Chloe wrapped her chapped, lipstick-stained lips around a long cigarette, which caused her sunken cheeks to fall further into her mouth. Her pupils resembled trembling flies caught in a bloody spider web.
“How else am I gonna make a livin’? This is all I’ve ever done!” she responded walking back to the corner.
Joey was halfway finished with his line when a lanky man burst into the door wearing golden rimmed, flashy sunglasses and a sideways mesh baseball cap.
“So, do you think I’m some sorta bitch? Huh? I drove all the way up here in my Ben-zo for you to not say a word?” the man said instantly grabbing Chloe’s mouth between his fingers. “Where the fuck is my money?”
“That’s Drake—he’s a real asshole!” Carolina stated making sure everyone in the room heard.
Drake’s head turned at the three of us on the other side of the room and continued his attention towards the blonde, a purple vein pulsated on his forehead through his Irish-white skin, “Can you not speak now? You been doin’ blow all night with these bitches?”
“No, no!” Chloe responded.
“Fuckin’ liar!” he said while violently slapping the woman with the back of his hand.
Joey stood up and walked away from Carolina as she yelled out, “Hey you fuckin’ faggot! Get the fuck off her!”
“And who is you niggas?” he said as I looked at Joey’s freckled face and he at my blue eyes. “Maybe you need to learn to speak when spoken too, bitch!”
“Fuck off you small-pricked homo!” Carolina blurted out.
Drake strolled up to Carolina smoothly and stared directly into her eyes like he was training a naughty dog. He crossed his left arm over his chest and swung his hand backwards towards Carolina’s face. Without much thought to consequences I reached up and caught Drake’s hand before reaching it’s destination. Still sitting in the chair I stared up at his clasped hand then at his face. Drake grabbed a piece from the back of his jeans.
“And who the fuck is you?” he asked in a trembling, semi-calm tone.
“Obby,” is the way my name sounds like with a gun in your mouth.

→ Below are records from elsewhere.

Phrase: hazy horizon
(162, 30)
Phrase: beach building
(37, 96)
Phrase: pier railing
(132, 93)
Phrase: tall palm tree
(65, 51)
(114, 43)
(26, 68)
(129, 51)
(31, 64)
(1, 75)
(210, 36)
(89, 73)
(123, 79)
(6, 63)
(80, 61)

Joey made a slight motion like he wanted to help as I nodded him off feeling the gun collide with both sides of my back teeth. He ripped the gun out of my mouth as the metal sight chipped part of my front tooth.
“Sit the fuck down, fat man!” Drake yelled redirecting the gun at Joey.
Drake shoved the gun back into my mouth splitting the top of my lip. He took off his sunglasses revealing his discolored blue eye to his other deep blue one.
“And who the fuck do you think you are? Huh?” he yelled.
“Obody!”
“Who?” he asked shoving the gun further down my thoat.
I felt the salty taste of warm blood and saliva drip off the mouth of the gun as I gagged from the steel forced down my mouth. Drake’s front tooth blinged DRAKE in gold, diamond studded letters announcing he was different and special from everyone else.
“Obody!”
“That’s right! Fuckin’, ‘obody’!” he said as he withdrew his gun followed by a long string of red saliva that snapped and fell on my shirt as he put it back in his pants.